Le intersezioni, interazioni e iterazioni fra i sistemi d’Intelligenza Artificiale e quelli sociali (e, a tendere, anche quelli biologici) sono indubbiamente destinate a rivoluzionare la nostra vita. Non sappiamo ancora in che modo, sebbene appaia probabile che continueranno ad alimentare i tubi digerenti di società già ipertrofiche. In questa prospettiva è utile porsi già fin d’ora come dirigere almeno una parte di questo surplus verso scopi diversi e auspicabilmente centrati su indicatori più qualitativi e collettivi.

[1] La fantascienza è forse il genere letterario che più di tutti si è ultimamente confrontato con problemi filosofici, tant’è che il noto scrittore americano Clive Cussler lo definì come l’ultimo bastione del pensiero filosofico.

[2] Il test di Turing è un criterio per determinare se una macchina sia in grado di esibire un comportamento intelligente. Tale criterio è stato suggerito da Alan Turing nell’articolo Computing machinery and intelligence del 1950. Nell’articolo il matematico prende spunto da un gioco, chiamato “gioco dell’imitazione”. Per macchina intelligente ne intende una in grado di pensare, ossia capace di concatenare idee e di esprimerle.

[3] L’orologiaio cieco (titolo originale The Blind Watchmaker: Why the Evidence of Evolution Reveals a Universe Without Design) è un libro di Richard Dawkins del 1986.

[4] Come è noto, l’espressione è stata utilizzata per la prima volta nel libro di Adam Smith La ricchezza delle nazioni o per esteso Indagine sulla natura e le cause della ricchezza delle nazioni del 1776.

[5] Nel nostro Paese si sente sesso parlare di selezione del “più forte” nei sistemi biologici e del “più competitivo” nei sistemi capitalisti.
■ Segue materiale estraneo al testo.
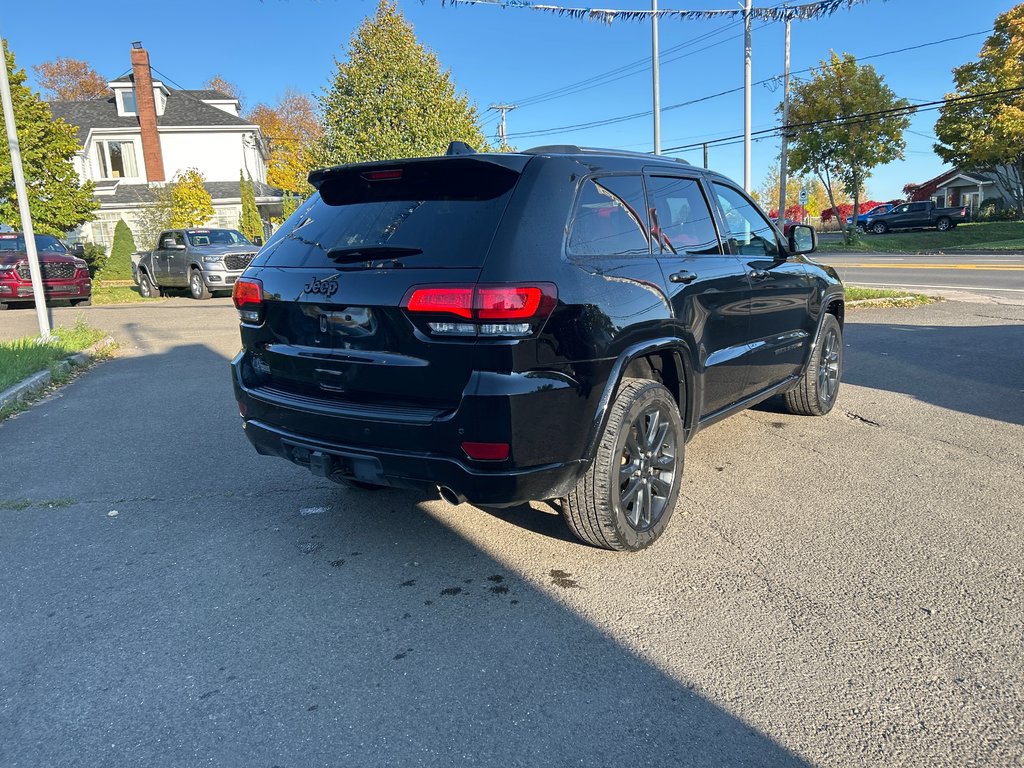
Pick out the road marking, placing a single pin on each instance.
(950, 288)
(980, 267)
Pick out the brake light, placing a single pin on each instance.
(248, 298)
(509, 309)
(391, 175)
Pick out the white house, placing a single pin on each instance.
(144, 133)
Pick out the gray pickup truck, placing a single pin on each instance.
(202, 260)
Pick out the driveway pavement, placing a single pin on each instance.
(841, 591)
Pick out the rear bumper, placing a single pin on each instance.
(17, 290)
(413, 470)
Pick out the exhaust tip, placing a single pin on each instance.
(450, 496)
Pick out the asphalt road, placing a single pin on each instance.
(843, 591)
(965, 276)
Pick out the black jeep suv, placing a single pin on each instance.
(548, 325)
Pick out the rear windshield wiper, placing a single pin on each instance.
(352, 254)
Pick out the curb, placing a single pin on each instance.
(39, 381)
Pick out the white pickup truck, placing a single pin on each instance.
(202, 259)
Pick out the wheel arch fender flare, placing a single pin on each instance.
(828, 299)
(685, 396)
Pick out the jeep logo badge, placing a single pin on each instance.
(327, 287)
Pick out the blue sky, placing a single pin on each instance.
(515, 54)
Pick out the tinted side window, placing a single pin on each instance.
(751, 231)
(608, 219)
(680, 217)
In realtà sarebbe più appropriato termine inglese fittest – che non è riducibile a “più adatto”— e descrive meglio l’immagine di uno sviluppo fondato non tanto sulla forza o sulla bravura, quanto piuttosto sull’armonia e compatibilità con il contesto di riferimento.
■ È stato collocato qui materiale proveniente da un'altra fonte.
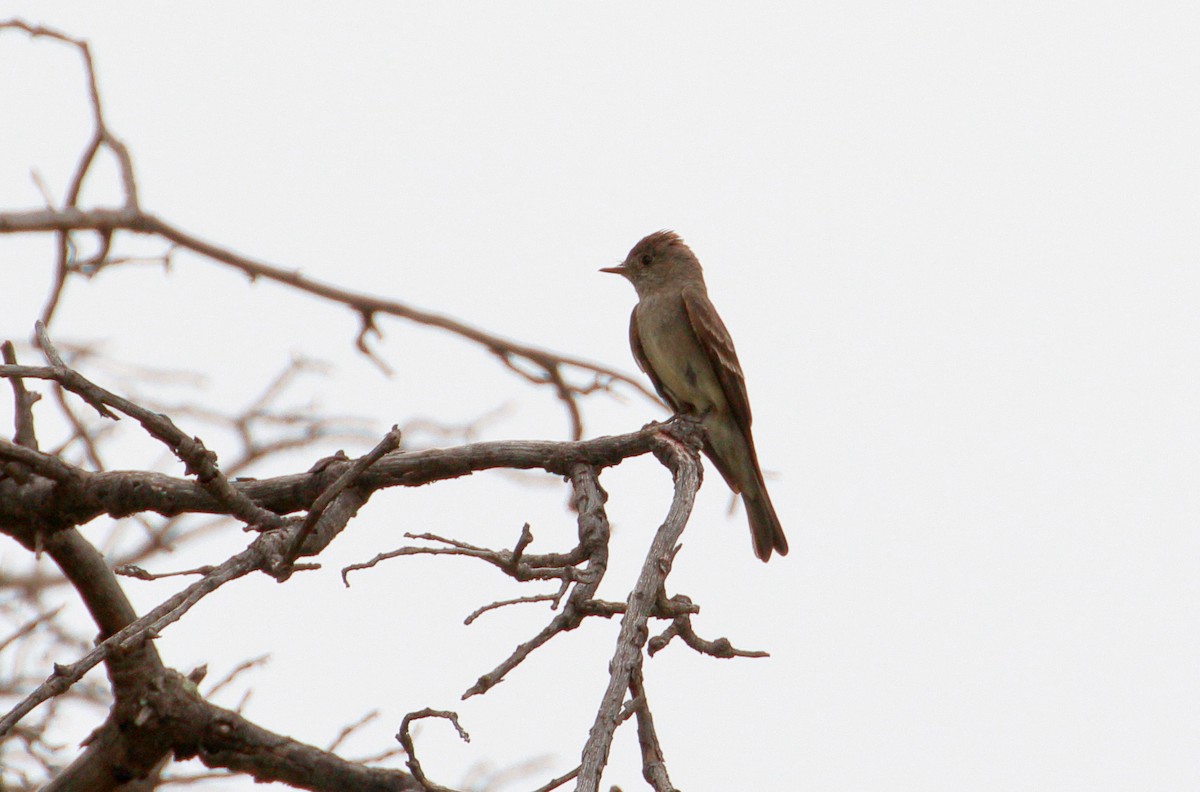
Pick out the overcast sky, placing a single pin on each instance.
(957, 245)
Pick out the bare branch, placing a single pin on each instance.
(682, 457)
(406, 741)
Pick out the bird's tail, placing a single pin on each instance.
(765, 528)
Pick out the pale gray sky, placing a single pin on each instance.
(957, 245)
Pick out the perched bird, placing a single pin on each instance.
(682, 343)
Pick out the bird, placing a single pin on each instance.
(681, 342)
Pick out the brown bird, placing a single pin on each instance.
(682, 343)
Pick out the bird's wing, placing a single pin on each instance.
(718, 346)
(635, 342)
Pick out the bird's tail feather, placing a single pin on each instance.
(765, 528)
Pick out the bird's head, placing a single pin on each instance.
(659, 259)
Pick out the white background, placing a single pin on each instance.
(957, 245)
[6] I vantaggi della riproduzione sessuata sono relativi al maggiore scambio genetico tra individui diversi. Nella riproduzione asessuata, la variabilità genetica è minima poiché questo tipo di riproduzione prevede la modifica a livello del DNA soltanto attraverso episodi casuali. La riproduzione sessuata, invece, aumenta lo scambio genetico poiché avviene uno scambio di piccoli frammenti di informazione genetica tra i cromosomi materni e i cromosomi paterni. In sintesi, la riproduzione sessuata permette alle nuove generazioni l’evoluzione, giacché attraverso il rimescolamento genetico i nuovi individui possono acquisire delle variabilità genetiche che risultano utili per la selezione naturale.

[7] Secondo lo studio di Bar-On, Phillips, e Milo The biomass distribution on Earth del 2018 il bestiame costituisce il 62% della biomassa mondiale dei mammiferi; gli esseri umani rappresentano il 34%; i mammiferi selvatici sono solo il 4%.

[8] La singolarità tecnologica è, nella futurologia, un punto congetturato nello sviluppo di una civiltà, in cui il progresso tecnologico accelera oltre la capacità di comprendere e prevedere degli esseri umani.

[9] Questa situazione sembra essere particolarmente grave nel nostro Paese, in cui, secondo Luca Ricolfi (La società signorile di massa, Milano, La nave di Teseo, 2019), per la prima volta nella storia d’Italia ricorrono insieme tre condizioni: il numero di cittadini che non lavorano ha superato ampiamente il numero di cittadini che lavorano; l’accesso ai consumi agiati ha raggiunto una larga parte della popolazione; l’economia è entrata in stagnazione e la produttività̀ è ferma da vent’anni.

[10] Le possibilità di sperimentazione si riferiscono ovviamente soprattutto ai sistemi sociali, dato che le variazioni dei sistemi biologici dipendono molto (ma non solo) da fattori esterni. Tuttavia si potrebbero sperimentare, per esempio, gli effetti dell’immissione di una specie non autoctona in un ecosistema.

[11] Il capitalismo della sorveglianza è un libro di saggistica del 2019 della Professoressa Shoshana Zuboff, che

sostiene che le imprese che lo rappresentano si approprino dei dati relativi ai nostri comportamenti per offrirci, tramite l’analisi predittiva dell’Intelligenza Artificiale, prodotti e servizi e nel cosiddetto mercato dei comportamenti futuri.